Over-thoughtfulness for others, in little things or great, is oppressive, and as much an enemy to peace, as the lack of any thoughtfulness at all. It is like too much attention to the baby, and comes from the same kind of selfish affection, with–frequently- the added motive of wanting to appear disinterested.
One might give pages of examples showing the right and the wrong way in all the varied relations of life, but they would all show that the right way comes from obedience to the law of unselfishness. To obey this law we must respect our neighbor’s rights as we respect our own; we must gain and keep the clear and quiet atmosphere that we like to find about our friend; we must shun everything that would interfere with a loving kindliness toward him, as we would have him show the same kindliness toward us. We must know that we and our friends are one, and that, unless a relation is a mutual benefit, it is no true relation at all. But, first of all, we must remember that a true appreciation of the wonderful power of this law comes only with daily, patient working, and waiting for the growth it brings.

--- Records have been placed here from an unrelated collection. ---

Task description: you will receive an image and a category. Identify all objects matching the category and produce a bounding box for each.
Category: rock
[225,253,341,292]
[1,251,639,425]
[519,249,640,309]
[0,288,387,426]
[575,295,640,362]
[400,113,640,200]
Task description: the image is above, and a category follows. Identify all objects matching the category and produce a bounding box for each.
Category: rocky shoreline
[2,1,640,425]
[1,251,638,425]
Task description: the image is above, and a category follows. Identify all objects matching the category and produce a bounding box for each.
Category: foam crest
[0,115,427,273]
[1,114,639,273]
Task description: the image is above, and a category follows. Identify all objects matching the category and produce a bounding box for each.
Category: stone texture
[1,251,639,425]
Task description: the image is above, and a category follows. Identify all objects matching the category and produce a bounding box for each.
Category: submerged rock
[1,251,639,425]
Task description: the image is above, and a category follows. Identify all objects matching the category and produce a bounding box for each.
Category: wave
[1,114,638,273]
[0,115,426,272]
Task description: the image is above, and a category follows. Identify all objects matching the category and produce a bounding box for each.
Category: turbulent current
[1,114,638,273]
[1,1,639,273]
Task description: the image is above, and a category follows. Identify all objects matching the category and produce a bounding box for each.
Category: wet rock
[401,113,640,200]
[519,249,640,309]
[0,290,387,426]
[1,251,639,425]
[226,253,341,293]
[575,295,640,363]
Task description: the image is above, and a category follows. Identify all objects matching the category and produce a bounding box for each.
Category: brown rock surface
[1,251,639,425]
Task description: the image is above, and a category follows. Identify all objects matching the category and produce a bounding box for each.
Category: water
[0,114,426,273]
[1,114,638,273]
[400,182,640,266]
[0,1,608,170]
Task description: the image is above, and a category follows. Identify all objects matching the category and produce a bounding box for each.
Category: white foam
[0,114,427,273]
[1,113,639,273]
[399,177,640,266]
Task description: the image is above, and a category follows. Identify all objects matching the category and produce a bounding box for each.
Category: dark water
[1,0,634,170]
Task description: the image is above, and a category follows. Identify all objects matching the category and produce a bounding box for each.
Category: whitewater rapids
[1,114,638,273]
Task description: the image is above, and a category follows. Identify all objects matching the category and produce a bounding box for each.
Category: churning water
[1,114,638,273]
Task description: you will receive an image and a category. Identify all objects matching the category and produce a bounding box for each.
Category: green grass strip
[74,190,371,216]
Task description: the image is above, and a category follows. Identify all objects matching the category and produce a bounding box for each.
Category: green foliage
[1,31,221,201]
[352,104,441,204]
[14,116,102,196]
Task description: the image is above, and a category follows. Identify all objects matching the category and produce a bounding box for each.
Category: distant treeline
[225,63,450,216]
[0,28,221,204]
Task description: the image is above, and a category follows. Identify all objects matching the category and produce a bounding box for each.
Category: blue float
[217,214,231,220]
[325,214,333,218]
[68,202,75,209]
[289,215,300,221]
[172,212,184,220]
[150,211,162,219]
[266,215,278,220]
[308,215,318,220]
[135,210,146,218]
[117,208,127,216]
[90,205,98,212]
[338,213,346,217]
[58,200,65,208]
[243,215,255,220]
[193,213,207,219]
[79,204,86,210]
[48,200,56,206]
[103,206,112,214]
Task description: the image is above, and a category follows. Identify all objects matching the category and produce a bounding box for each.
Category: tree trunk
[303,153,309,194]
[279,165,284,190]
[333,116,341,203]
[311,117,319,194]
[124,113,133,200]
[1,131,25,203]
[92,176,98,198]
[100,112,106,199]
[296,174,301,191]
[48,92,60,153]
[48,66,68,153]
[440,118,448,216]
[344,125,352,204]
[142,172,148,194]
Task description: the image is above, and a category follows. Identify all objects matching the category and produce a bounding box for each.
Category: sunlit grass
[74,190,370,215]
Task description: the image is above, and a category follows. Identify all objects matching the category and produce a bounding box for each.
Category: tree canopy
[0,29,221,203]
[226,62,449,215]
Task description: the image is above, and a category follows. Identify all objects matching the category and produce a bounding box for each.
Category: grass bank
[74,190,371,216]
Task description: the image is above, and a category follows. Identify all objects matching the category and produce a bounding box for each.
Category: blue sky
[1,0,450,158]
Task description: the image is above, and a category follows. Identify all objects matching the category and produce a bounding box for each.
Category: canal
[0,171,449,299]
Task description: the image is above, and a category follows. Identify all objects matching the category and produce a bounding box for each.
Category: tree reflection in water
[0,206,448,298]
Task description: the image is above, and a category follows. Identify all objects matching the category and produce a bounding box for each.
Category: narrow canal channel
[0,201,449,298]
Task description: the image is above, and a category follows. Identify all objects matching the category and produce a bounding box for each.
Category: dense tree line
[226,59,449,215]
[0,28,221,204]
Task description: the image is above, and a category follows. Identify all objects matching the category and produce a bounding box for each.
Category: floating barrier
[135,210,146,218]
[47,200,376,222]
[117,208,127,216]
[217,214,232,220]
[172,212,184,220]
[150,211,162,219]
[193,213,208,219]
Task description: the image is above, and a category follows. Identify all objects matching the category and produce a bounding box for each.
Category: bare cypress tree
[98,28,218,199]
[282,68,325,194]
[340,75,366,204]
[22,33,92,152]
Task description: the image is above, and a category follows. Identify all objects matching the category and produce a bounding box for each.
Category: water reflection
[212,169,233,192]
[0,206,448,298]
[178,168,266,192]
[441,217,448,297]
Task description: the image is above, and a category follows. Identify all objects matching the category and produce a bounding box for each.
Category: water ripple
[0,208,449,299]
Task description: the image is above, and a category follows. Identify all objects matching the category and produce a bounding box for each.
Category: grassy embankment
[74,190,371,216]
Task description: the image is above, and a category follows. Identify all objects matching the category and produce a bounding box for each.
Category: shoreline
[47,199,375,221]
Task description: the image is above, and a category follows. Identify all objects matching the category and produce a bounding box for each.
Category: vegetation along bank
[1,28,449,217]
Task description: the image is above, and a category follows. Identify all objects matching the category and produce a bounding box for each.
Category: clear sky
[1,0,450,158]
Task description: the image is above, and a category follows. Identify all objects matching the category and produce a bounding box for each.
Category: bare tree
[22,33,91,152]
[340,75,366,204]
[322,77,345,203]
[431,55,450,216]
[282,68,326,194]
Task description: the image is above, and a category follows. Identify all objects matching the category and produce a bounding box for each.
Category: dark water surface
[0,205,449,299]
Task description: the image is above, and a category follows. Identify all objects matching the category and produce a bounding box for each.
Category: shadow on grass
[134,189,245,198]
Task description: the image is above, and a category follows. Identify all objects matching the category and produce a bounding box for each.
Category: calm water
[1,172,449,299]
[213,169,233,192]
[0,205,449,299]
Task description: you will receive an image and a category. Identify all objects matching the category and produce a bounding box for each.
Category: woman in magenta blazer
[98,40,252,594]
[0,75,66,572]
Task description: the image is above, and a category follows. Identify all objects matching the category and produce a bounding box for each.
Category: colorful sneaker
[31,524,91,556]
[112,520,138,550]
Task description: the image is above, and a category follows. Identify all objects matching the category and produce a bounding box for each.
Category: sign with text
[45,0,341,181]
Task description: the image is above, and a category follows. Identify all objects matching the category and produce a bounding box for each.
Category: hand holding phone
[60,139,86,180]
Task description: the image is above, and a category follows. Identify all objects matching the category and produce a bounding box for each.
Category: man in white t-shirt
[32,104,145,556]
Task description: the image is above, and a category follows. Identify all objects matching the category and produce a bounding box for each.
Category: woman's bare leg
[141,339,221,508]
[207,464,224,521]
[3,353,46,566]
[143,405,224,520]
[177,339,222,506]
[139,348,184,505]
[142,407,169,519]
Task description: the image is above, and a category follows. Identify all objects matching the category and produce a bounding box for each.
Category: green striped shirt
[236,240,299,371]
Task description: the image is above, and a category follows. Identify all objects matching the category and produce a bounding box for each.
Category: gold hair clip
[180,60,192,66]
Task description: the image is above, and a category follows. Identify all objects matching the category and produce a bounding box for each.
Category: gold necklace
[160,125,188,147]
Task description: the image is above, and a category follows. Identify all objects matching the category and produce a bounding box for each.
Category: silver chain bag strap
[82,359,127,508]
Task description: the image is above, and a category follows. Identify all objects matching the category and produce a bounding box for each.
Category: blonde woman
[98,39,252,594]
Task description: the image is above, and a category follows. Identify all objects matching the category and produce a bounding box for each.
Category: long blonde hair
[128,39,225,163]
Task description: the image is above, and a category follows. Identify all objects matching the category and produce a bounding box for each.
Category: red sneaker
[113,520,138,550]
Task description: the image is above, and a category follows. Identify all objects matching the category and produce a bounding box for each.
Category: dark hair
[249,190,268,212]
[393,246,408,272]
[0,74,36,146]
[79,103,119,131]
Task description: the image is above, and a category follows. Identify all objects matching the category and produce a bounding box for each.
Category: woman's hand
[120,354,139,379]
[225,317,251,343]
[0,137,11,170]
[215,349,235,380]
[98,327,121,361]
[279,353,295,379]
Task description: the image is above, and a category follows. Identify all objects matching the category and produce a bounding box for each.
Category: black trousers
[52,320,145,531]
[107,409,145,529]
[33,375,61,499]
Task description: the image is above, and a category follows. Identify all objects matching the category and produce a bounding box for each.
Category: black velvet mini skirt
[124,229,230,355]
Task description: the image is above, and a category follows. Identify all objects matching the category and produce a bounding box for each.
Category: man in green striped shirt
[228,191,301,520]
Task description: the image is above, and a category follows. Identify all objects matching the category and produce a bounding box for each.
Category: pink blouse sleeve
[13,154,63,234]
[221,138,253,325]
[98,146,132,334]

In so far as we are truly the friend of one, whether he be baby, child, or grown man,–shall we be truly the friend of all; in so far as we are truly the friend of all, shall we be truly the friend of every one; and, as we find the living peace of this principle, and a greater freedom from selfishness,–whether of affection or dislike,–those who truly belong to us will gravitate to our sides, and we shall gravitate to theirs. Each one of us will understand his own relation to the rest,–whether remote or close,–for in that quiet light it will be seen to rest on intelligible law, which only the fog and confusion of selfishness concealed.